Data visualisation (or DataViz, the graphic representation of data) is a very powerful tool to make information easy and attractive to inquisitive readers.
My journey in coding for data visualizations is rather recent, yet I have much experience in graphic design for science communications. In my opinion, the art of data visualization requires more than simply applying a code on Python, R, or whatever the platform used, to a bunch of data. It requires a deep sense of aesthetics and knowledge in the area the data belongs to, in order to create the most functional visual representation.
This year, the Central European University took the initiative of exhibiting cutting edge data visualizations to communicate findings on behavioral or social research. The event, known as Data Stories, calls for artists and data scientists to present their creative visualizations. I participated in this fantastic opportunity to share my creative work on data science. What I did was to take one simple question about leadership in perfoming arts, and I called my work: “Beyond ballet: the leading creators of our favorite ballets”.
This project consisted of collecting structured data from the Wikidata about ballet creators: composers, choreographers, librettists and costume designers.
A collaboration is defined as artists that appear as co-creators of the same work of ballet.
With this information, I reconstructed the collaboration network of ballet creators and used objective network metrics to determine the influential power of each artist within the network. This would give me the names of leading ballet creators.
The methodological part of data processing was very straightforward, given my previous works on network visualization. Yet the whole creation of the data story was incredibly challenging. I started selecting the most important networks I wanted to show. I carefully selected nodes’ colors to make it easily differentiable by artists type and communities.
Once I had my network selection, I exported the png files and explored different backgrounds trying not to lose any detail that contributes to accurately understand the collaboration network of ballet creators. Since I wanted to emphasize network properties, I selected a clear color. Snow white was not the option, neither black swan feathers, but one clear tone in between with a soft gradient would be idea.
I wanted to complement my data story with an attractive photograph by Karolina Kuras. She secretly sponsors my academic slides with her outstanding photographs… so why not again? I have used the photo of the ballerina in the pentagonal window before, when I did the pitch competition for postgrad students.

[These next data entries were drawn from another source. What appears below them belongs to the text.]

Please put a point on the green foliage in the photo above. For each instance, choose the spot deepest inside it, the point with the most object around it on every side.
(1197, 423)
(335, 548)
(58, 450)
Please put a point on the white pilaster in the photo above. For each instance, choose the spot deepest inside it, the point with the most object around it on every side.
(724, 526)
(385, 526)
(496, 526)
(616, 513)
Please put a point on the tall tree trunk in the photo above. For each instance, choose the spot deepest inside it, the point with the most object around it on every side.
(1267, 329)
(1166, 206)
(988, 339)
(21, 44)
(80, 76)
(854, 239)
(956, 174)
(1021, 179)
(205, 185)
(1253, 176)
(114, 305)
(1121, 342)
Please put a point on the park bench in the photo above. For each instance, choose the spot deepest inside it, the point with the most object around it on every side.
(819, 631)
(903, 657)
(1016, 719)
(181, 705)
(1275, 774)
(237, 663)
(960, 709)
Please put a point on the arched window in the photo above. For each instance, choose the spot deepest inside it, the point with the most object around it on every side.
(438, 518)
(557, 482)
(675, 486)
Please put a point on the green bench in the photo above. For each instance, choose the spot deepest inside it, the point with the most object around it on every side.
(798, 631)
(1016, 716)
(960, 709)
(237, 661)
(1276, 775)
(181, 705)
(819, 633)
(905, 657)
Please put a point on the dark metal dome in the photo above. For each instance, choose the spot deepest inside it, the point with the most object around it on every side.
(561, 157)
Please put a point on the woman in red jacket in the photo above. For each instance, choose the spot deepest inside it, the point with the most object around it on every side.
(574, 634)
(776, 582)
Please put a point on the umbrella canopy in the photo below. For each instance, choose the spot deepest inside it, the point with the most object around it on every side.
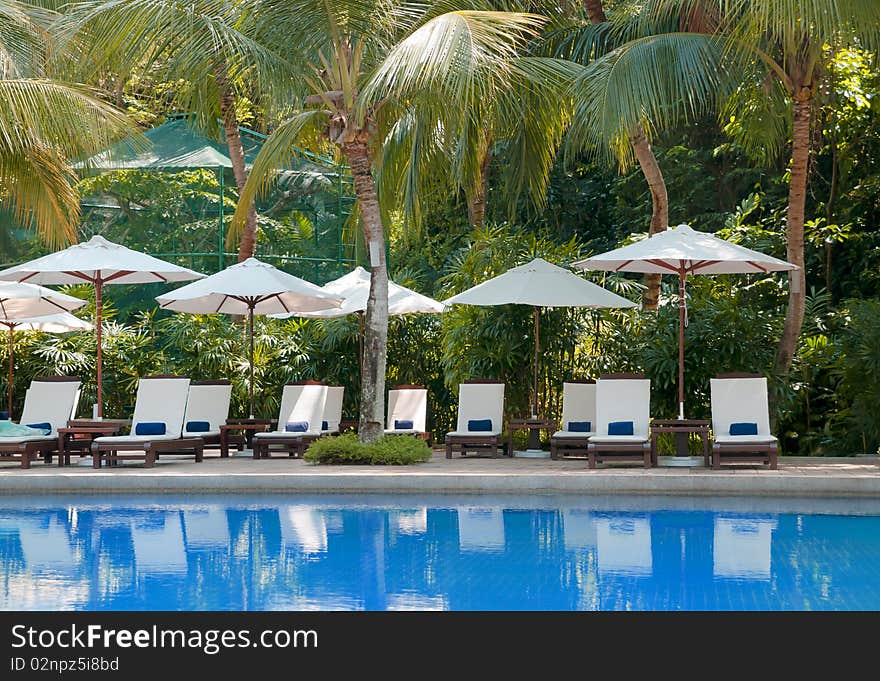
(28, 300)
(98, 262)
(354, 288)
(539, 284)
(61, 322)
(684, 251)
(250, 287)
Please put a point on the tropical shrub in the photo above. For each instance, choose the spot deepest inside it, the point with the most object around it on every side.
(395, 450)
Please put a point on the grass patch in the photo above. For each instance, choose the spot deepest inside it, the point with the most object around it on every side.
(390, 450)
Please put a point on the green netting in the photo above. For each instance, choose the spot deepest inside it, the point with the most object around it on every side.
(164, 197)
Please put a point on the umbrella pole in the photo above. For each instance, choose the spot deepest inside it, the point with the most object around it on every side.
(99, 283)
(361, 342)
(681, 312)
(251, 334)
(535, 368)
(11, 364)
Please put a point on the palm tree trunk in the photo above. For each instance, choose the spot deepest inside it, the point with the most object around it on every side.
(653, 176)
(660, 208)
(372, 415)
(794, 232)
(477, 202)
(247, 245)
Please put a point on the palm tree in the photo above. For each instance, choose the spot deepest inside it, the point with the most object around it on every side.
(44, 124)
(783, 43)
(590, 45)
(196, 42)
(368, 70)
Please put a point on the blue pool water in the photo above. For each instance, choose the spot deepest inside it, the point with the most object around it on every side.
(343, 552)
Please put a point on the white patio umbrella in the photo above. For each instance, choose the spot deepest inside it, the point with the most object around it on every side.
(248, 288)
(539, 284)
(20, 301)
(684, 251)
(98, 262)
(354, 288)
(62, 322)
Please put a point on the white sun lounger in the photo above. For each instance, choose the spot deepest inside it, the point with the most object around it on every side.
(741, 548)
(303, 529)
(156, 425)
(623, 545)
(407, 404)
(51, 400)
(206, 528)
(578, 407)
(332, 415)
(480, 402)
(302, 406)
(158, 546)
(622, 399)
(480, 529)
(207, 408)
(741, 400)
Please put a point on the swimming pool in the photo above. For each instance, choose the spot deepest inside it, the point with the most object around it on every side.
(343, 552)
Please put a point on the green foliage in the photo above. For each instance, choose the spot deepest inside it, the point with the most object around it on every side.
(393, 450)
(858, 367)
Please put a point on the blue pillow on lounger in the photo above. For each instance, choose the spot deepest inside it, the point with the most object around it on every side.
(480, 425)
(620, 428)
(150, 428)
(743, 428)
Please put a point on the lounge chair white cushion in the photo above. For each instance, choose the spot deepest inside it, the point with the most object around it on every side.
(407, 404)
(159, 400)
(207, 403)
(618, 439)
(473, 433)
(280, 435)
(301, 403)
(740, 400)
(27, 438)
(52, 402)
(578, 404)
(622, 399)
(478, 401)
(744, 439)
(333, 408)
(563, 434)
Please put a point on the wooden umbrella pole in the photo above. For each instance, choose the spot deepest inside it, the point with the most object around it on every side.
(11, 364)
(251, 333)
(681, 312)
(361, 342)
(99, 283)
(535, 368)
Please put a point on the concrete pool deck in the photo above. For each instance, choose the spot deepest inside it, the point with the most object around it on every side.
(797, 476)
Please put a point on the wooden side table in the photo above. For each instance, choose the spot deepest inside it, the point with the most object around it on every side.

The problem with this beautiful image is the need to distribute the information in a symmetric fashion. I did one sketch of how I wanted to organize the information, but putting it into the real canvas was a tough trade-off: there was not enough room to make the information fluid for optimal understanding. The photograph was forcing me to to sacrify clarity of the info display. It was definitely not a go for the data story…
I did not give up on the idea of the photograph of the ballerina. Yet I thought that I should first organize the information and data I wanted to convey, then take care of the extra aesthetic elements. I worked in simple white background, managed different typographies and put everything in the right order.
Then, I explored different layers, colors, textures and visual effects to make this data story more appealing. I selected a photograph from Karolina’s professional portfolio (once again!) to inspire the beauty and subtlety of ballet. I ended up with a minimalistic data story, good enough to be exhibited at seventh edition of the Data Stories, Research Visualization Exhibition at CEU Budapest.